2 cups whole wheat flour (I prefer King Arthur brand)
1/3 cup unsweetened applesauce
1/3 cup vegan butter, softened (I used Earth Balance brand)
1 teaspoon sea salt
8 tablespoons ice water
1) Place whole wheat flour, salt, applesauce and butter in food processor and, using the dough blade, pulse until a dough forms. Adding 1 tablespoon of water at a time, pulse until blended.
2) Pour out onto counter, knead a few times and roll out. I 'm lazy, so I roll out the entire doughball - and place it in a 9" pie pan, leaving enough extra hanging over the side to flip over and cover the top of the pot pie - pinching the top to the bottom with water moistened fingers.
3) Bake as pot pie directions indicate. I have frozen whole pot pies and re-baked them, covered in tinfoil, and the crust is still great.

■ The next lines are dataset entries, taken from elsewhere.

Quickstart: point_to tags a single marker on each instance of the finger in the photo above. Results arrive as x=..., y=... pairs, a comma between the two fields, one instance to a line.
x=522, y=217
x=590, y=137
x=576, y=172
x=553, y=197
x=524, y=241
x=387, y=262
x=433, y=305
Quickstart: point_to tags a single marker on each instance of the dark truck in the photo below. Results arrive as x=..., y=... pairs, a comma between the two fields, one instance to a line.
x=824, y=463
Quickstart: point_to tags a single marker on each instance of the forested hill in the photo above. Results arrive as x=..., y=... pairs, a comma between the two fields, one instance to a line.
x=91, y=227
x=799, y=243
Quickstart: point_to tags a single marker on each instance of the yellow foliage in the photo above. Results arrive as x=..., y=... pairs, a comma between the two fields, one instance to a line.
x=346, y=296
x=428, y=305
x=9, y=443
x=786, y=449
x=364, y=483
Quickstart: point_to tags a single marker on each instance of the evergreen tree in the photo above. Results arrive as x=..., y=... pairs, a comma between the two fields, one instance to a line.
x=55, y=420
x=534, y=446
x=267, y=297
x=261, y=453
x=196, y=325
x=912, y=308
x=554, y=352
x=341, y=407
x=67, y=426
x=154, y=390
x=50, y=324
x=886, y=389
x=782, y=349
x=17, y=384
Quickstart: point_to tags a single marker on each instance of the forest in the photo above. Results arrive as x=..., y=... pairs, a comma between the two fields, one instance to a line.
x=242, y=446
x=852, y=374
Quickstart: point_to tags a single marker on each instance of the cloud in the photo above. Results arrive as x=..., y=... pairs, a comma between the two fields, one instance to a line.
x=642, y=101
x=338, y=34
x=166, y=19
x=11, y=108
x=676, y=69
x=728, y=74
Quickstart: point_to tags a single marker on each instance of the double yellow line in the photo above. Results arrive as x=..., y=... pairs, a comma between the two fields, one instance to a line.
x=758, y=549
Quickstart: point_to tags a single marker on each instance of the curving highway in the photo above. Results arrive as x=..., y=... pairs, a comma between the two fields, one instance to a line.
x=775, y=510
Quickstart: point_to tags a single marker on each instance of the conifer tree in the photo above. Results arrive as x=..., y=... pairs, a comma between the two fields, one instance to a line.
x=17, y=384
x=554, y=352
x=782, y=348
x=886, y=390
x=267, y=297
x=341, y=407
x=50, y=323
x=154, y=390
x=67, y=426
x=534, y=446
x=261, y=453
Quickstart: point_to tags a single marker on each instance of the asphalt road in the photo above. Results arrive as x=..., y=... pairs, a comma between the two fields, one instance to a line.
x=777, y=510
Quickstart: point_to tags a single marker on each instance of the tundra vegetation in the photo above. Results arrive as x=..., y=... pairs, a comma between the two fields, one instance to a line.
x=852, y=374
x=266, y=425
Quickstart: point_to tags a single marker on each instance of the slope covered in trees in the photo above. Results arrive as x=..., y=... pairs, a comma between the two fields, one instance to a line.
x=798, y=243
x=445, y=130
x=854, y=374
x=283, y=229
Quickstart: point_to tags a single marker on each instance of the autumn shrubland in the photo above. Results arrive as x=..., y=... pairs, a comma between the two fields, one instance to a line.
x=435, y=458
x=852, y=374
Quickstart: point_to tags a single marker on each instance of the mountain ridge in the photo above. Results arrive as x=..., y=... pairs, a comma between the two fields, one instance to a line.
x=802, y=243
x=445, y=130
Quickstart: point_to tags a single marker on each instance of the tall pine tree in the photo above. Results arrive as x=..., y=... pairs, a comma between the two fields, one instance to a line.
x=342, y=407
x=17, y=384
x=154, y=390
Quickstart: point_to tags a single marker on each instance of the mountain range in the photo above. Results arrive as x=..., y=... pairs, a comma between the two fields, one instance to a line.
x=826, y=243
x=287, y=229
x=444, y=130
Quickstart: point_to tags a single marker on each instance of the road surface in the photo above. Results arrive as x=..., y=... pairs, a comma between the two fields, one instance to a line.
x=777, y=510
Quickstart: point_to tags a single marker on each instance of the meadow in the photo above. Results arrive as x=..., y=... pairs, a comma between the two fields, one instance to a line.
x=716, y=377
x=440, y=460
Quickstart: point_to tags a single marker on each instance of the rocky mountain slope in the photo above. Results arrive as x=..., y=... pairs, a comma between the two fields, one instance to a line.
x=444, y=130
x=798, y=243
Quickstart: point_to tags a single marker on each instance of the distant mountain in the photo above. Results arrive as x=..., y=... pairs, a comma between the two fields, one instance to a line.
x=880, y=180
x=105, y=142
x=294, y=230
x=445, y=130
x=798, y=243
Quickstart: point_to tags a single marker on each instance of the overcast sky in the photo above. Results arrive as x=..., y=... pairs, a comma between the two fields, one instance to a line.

Source of recipe: I was inspired to make this recipe after searching for a Healthy and Easy Whole Wheat Pot Pie crust. Too many of the recipes call for loads of oil, butter, shortening- and I knew there had to be a better way. So, after some experimenting, here it is. Super fast and easy to make, with all the ingredients as staples in my pantry and tasting earlier similar to the frozen pot pie crusts I used to eat as an (unhealthy) kid. You could use all applesauce to cut calories even further, and the dough should still be ok.